Over the past few years, there's been a lot of murmuring in Hollywood about a possible live-action "Akira" film. Now comes word that the film may be alive and kicking again. Here's a recap of news regarding the possible live-action adaptation of Katsuhiro Otomo's anime film.
- Appian Way and Warner Bros Pictures were set to produce with director Ruairi Robinson, but the project was announced dead in June of 2009.
- Originally, Warner Bros wanted to split "Akira" into two films that were more faithful to the manga and wanted the first part out by the summer of 2009. The budget? Only $230 million.
- Leonardo DiCaprio and Joseph Gordon-Levitt were rumored for the leads in the film. Mark Fergus and Hawk Ostby (both collaborated on "Iron Man") wrote the script while the setting was moved from Tokyo to Manhattan, but Kaneda's red motorcycle was still present.

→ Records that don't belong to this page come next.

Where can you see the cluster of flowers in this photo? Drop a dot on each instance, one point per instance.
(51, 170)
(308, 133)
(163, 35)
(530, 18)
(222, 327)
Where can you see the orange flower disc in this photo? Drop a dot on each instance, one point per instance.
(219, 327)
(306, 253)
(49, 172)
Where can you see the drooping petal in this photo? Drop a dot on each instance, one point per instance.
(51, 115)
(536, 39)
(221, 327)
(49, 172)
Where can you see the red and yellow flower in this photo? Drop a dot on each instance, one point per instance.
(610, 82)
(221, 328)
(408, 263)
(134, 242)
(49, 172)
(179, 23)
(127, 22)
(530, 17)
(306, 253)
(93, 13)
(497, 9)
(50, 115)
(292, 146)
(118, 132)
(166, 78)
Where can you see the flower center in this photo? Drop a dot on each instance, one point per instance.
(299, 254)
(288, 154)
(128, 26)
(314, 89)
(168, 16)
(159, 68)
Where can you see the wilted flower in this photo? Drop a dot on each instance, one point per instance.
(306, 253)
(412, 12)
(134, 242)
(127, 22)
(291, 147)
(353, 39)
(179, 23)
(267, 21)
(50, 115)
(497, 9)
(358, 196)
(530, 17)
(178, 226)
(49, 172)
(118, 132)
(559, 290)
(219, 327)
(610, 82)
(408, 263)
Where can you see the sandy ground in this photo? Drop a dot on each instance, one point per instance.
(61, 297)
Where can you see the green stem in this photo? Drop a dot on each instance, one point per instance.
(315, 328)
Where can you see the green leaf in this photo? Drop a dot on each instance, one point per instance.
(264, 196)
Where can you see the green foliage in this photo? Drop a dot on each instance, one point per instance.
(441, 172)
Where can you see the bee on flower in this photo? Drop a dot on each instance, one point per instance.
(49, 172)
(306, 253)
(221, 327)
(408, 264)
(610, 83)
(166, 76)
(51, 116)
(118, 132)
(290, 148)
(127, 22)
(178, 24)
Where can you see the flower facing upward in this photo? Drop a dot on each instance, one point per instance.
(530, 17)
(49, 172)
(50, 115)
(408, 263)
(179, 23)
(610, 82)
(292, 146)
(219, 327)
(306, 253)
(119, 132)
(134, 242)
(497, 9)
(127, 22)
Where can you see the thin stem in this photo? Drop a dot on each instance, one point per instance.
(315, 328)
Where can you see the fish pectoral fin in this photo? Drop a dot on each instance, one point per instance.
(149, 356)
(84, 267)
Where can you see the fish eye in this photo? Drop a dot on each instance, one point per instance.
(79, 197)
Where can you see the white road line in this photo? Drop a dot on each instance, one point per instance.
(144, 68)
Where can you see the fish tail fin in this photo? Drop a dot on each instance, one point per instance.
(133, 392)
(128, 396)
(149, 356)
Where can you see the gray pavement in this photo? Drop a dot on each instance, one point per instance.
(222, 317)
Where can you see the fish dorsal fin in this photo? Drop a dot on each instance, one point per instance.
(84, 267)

- In 2010, Albert Hughes ("The Book of Eli") was rumored to have signed on to direct a PG-13 version of one film; not two. After about a year, he too walked away from the project.
- Now, after leaving the project due to it stalling out in 2012, director Jaume Collet-Serra ("Unknown") is again signed on with production expected to begin as early as spring of 2014.
- Production was shut down altogether in 2012 to polish the script and try to bring down the film's $90 million budget. Directors Henry Joost and Ariel Schulman ("Catfish," "Paranormal Activity 3 & 4") were considered for this reason alone.
- Leonardo DiCaprio, Jennifer Davisson Killoran, and Andrew Lazar are producing while Katsuhiro Otomo is attached to executive produce.
The main issues the film seems to be having reside in this "re-imagining" being relocated to the States yet leaving all the character names the same. Caucasian actors with Japanese names seems a little bizarre, doesn't it? The two-film approach also felt like a better idea. While the animated film is groundbreaking, its main flaw was trying to cram six volumes of story into one film. After four years of struggling to sign anyone to star in the film, the inability to keep a director, and however many times the script has been rewritten, it sounds like Warner Bros should have thrown in the towel a long time ago.
It also makes you wonder how profitable a live-action adaptation will turn out. The anime went on to become one of the most popular and influential anime titles of all time, but it barely crossed the $550,000 mark at the box office during its initial run in 1989. Meanwhile the concept of the film isn't exactly easy to grasp to an audience who's unfamiliar with the original film or manga. So it's a war between biker gangs in the future where one of the main characters gets psychic powers and turns into a giant baby at the end?
"Akira" has a ton of potential, but Warner Bros seems to be fighting tooth and nail for something that could either have a questionable reception or barely break even when it comes to its domestic release. It honestly sounds like they have another "Cloud Atlas" on their hands.